La révolution avait été perçue comme annonciatrice de nouvelles libertés, mais les militantes tunisiennes ont dû vite déchanter car soudain, leur façon d’être, de paraître, de s’habiller, de vivre, allaient être remises en question malgré les droits solidement inscrits dans la Constitution de 2014, mais contredits par d’autres lois dans le code pénal, par ex. Il n’y avait plus une Tunisie mais deux, séparées par un profond fossé, les islamistes réclamant un retour à la charia qui n’a pratiquement jamais été appliquée en Tunisie, au voile, au niqab , à la polygamie, et à la séparation des sexes même dans les jardins d’enfants
Plus triste encore : des femmes (islamistes donc) demandèrent l’application de la charia, la séparation des sexes dans le travail, à l’école et même dans les jardins d’enfants et un retour à la polygamie. De ce fait, les militantes laïques n’avaient pas le choix sauf qu’elles ne devaient plus seulement demander comme prévu avant la révolution, à leur gouvernement de lever les réserves qu’il avait mises sur la CEDAW, mais également agir contre ces voix rétrogrades qui encourageaient à la radicalisation et au jihad. Ce courant religieux radical ne s’est pas attaqué uniquement aux droits des femmes, mais également aux noirs, aux homosexuels et aux non-musulmans. En fait, la religion musulmane étant la couleur de leurs revendications, ils ont clairement décidé que tous ceux, toutes celles qui ne partageaient pas leurs points de vue étaient des non-musulmans, des Koufars. C’est ainsi qu’ils peuvent justifier les assassinats politiques de Chokri Belaid et de Mohamed Brahmi en 2013, pourtant tous deux des musulmans pratiquants.

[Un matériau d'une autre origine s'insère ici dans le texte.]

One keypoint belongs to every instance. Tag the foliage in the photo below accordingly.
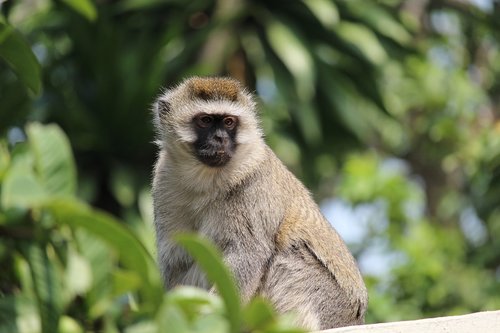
(391, 106)
(73, 268)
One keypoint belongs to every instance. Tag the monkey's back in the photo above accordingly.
(311, 273)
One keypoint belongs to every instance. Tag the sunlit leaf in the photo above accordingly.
(363, 39)
(19, 314)
(326, 11)
(194, 301)
(21, 188)
(210, 323)
(78, 274)
(47, 284)
(53, 158)
(208, 257)
(171, 319)
(16, 52)
(385, 24)
(86, 8)
(132, 253)
(125, 281)
(4, 158)
(69, 325)
(295, 56)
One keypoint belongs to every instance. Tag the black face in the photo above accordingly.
(216, 141)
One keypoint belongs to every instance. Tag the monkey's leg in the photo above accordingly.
(296, 282)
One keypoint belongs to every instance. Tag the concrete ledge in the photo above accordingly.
(480, 322)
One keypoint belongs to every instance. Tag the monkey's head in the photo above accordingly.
(211, 119)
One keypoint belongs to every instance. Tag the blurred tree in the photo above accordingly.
(389, 104)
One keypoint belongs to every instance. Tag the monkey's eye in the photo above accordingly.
(230, 122)
(204, 121)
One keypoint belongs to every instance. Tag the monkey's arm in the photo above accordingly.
(247, 261)
(326, 246)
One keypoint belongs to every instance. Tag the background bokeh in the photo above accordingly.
(388, 110)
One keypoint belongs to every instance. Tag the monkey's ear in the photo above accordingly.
(162, 107)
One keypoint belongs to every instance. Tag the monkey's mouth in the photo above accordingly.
(213, 157)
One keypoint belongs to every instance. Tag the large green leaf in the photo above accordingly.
(47, 284)
(21, 188)
(85, 8)
(53, 159)
(171, 319)
(209, 258)
(16, 52)
(132, 253)
(18, 314)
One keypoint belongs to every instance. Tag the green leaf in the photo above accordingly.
(258, 313)
(18, 314)
(210, 323)
(4, 159)
(16, 52)
(171, 319)
(78, 274)
(209, 259)
(85, 8)
(125, 281)
(294, 54)
(53, 158)
(47, 284)
(132, 253)
(364, 40)
(69, 325)
(20, 188)
(194, 301)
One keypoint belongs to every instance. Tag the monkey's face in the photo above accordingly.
(215, 138)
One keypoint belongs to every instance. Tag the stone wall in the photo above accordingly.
(481, 322)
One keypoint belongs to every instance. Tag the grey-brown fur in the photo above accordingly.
(272, 235)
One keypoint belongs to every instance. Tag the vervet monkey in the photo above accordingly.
(215, 176)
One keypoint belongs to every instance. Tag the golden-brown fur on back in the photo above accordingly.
(272, 235)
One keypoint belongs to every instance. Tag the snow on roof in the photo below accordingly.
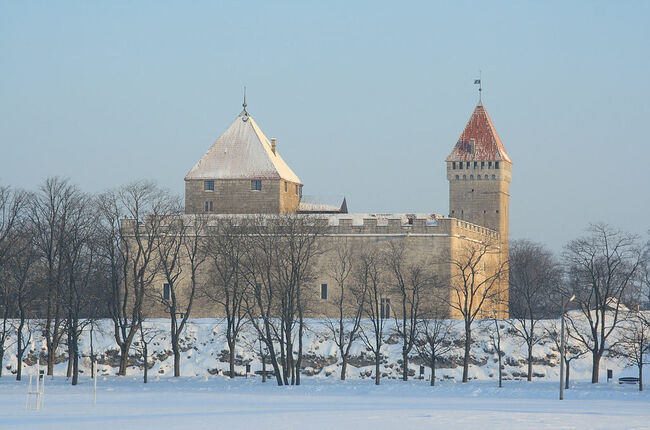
(322, 204)
(242, 152)
(486, 142)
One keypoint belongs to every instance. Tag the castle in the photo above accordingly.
(242, 174)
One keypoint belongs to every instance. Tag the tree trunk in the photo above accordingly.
(433, 372)
(19, 352)
(595, 368)
(124, 359)
(70, 354)
(530, 361)
(177, 362)
(231, 358)
(146, 361)
(75, 361)
(263, 369)
(377, 375)
(468, 344)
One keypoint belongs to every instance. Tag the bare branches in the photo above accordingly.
(602, 267)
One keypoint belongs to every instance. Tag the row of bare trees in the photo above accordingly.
(68, 258)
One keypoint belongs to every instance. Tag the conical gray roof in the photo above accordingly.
(242, 152)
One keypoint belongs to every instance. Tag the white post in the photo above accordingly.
(95, 381)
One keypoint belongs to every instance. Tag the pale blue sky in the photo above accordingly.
(366, 98)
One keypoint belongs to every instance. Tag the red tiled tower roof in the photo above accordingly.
(486, 145)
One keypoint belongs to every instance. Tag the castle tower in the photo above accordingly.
(242, 173)
(478, 171)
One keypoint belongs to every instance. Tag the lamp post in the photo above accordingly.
(562, 347)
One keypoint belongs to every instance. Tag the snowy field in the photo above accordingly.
(216, 402)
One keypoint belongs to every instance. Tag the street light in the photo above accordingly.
(562, 347)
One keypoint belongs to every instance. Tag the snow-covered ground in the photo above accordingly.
(203, 398)
(216, 402)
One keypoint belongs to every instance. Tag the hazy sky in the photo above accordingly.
(365, 99)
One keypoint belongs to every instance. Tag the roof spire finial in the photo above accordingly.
(480, 86)
(244, 104)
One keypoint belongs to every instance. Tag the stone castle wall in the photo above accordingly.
(235, 196)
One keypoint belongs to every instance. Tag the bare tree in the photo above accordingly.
(350, 301)
(634, 342)
(410, 279)
(573, 349)
(79, 254)
(20, 277)
(474, 286)
(368, 274)
(495, 339)
(279, 270)
(262, 305)
(49, 215)
(226, 249)
(180, 240)
(435, 341)
(534, 276)
(602, 265)
(130, 223)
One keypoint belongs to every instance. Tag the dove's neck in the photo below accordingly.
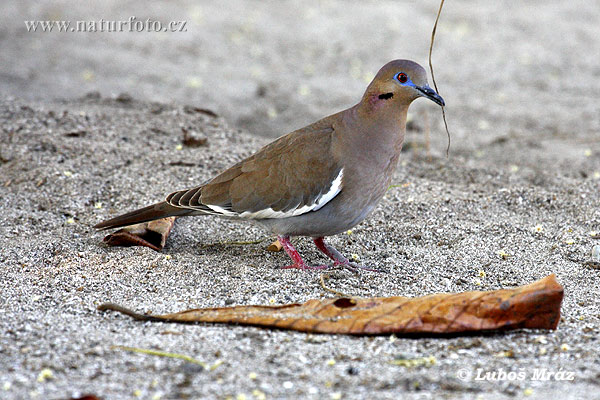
(378, 132)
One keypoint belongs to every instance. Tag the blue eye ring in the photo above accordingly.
(402, 77)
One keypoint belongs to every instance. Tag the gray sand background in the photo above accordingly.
(521, 81)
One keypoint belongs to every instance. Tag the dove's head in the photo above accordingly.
(399, 82)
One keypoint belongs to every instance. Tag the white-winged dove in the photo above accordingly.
(318, 181)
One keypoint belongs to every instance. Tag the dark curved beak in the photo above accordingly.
(431, 94)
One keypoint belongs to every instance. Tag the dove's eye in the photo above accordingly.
(402, 77)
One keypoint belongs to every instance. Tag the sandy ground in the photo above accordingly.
(521, 82)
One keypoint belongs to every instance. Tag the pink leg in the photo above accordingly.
(337, 257)
(291, 251)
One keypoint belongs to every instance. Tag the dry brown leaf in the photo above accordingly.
(151, 234)
(534, 306)
(275, 246)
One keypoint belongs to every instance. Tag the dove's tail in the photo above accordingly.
(150, 213)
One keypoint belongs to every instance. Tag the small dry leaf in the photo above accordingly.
(151, 234)
(275, 246)
(191, 139)
(534, 306)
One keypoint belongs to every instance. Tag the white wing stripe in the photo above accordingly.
(334, 189)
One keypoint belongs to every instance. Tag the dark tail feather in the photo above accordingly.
(150, 213)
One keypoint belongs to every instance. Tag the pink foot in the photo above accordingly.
(339, 259)
(298, 261)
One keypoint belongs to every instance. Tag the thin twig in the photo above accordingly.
(433, 76)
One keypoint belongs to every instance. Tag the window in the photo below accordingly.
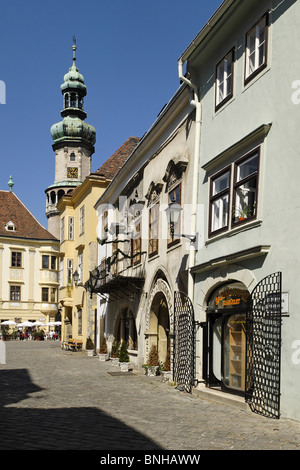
(16, 259)
(80, 267)
(153, 229)
(136, 243)
(79, 311)
(45, 294)
(53, 262)
(62, 229)
(69, 272)
(219, 201)
(224, 80)
(175, 197)
(61, 273)
(256, 48)
(245, 188)
(53, 295)
(71, 228)
(45, 262)
(15, 293)
(81, 221)
(104, 224)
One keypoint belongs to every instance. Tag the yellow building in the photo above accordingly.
(28, 265)
(79, 248)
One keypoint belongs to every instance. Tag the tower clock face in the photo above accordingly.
(72, 173)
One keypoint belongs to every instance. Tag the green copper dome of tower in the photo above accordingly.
(73, 144)
(72, 127)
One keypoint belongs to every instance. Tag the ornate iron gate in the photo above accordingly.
(183, 346)
(263, 347)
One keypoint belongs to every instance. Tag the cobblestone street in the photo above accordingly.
(60, 400)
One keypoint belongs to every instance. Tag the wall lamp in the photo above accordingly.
(76, 277)
(173, 212)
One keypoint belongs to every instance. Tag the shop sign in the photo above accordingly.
(231, 297)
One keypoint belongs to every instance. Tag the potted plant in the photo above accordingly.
(114, 354)
(153, 362)
(124, 357)
(103, 355)
(89, 346)
(243, 212)
(164, 369)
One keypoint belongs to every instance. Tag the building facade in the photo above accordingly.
(246, 283)
(79, 249)
(142, 258)
(28, 265)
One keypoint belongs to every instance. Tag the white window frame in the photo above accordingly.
(81, 221)
(254, 54)
(224, 77)
(62, 229)
(69, 271)
(80, 267)
(71, 228)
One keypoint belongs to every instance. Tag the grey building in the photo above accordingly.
(243, 71)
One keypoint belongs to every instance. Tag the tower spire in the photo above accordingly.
(74, 48)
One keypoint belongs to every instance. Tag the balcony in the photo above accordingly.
(114, 281)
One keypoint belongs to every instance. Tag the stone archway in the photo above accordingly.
(159, 319)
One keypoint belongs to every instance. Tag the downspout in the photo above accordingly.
(196, 162)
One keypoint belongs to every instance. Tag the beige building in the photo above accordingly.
(143, 259)
(28, 265)
(73, 145)
(79, 248)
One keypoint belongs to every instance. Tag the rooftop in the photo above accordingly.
(112, 165)
(17, 222)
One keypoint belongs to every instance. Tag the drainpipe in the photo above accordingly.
(196, 161)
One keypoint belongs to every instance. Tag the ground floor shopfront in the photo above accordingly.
(245, 334)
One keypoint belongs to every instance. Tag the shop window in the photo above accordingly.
(225, 357)
(16, 259)
(224, 80)
(256, 48)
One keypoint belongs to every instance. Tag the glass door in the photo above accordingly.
(234, 351)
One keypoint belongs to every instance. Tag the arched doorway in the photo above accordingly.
(125, 329)
(224, 344)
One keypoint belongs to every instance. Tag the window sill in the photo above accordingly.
(235, 231)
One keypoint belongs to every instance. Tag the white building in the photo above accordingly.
(28, 265)
(244, 68)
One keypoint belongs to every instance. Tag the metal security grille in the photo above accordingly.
(183, 352)
(263, 347)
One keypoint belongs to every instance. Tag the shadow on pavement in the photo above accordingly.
(59, 428)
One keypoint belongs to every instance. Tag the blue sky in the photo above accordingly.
(127, 51)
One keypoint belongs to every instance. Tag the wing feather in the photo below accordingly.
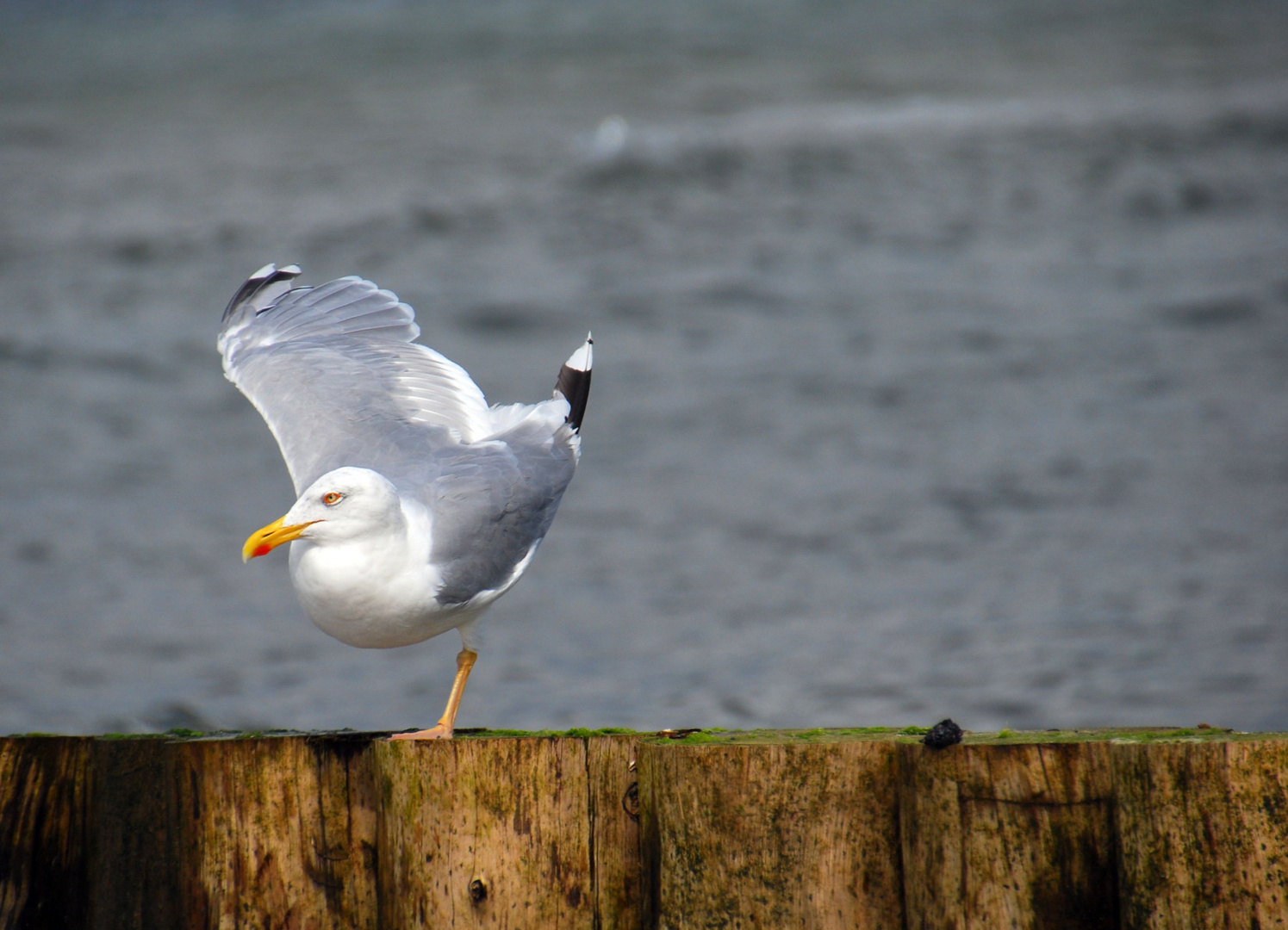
(338, 379)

Les militantes tunisiennes n’ont laissé passer aucune question touchant à la dignité du citoyen et à la justice sociale. Elles se déplacent aux quatre coins du pays pour vérifier, écouter, et plaider les causes justes. Elles attirent l’attention des autorités sur les vrais problèmes, elles l’ont fait lors du soulèvement au bassin minier de Gafsa en 2008, soulèvement durement réprimé par la police de Ben Ali. Elles ont réagi pour écouter et aider les familles victimes de violences par la police pendant la période qui a suivi le 14 janvier 2011. Elles réagissent dans les cas de viol, de racisme, de discrimination contre les religions autres que l’Islam.
La femme tunisienne avait annoncé son intention de ne pas se taire pour défendre ses droits avant l’indépendance de la Tunisie, aujourd’hui plus que jamais, elle est présente partout pour faire prévaloir ses droits et ceux de ses concitoyens de tous bords.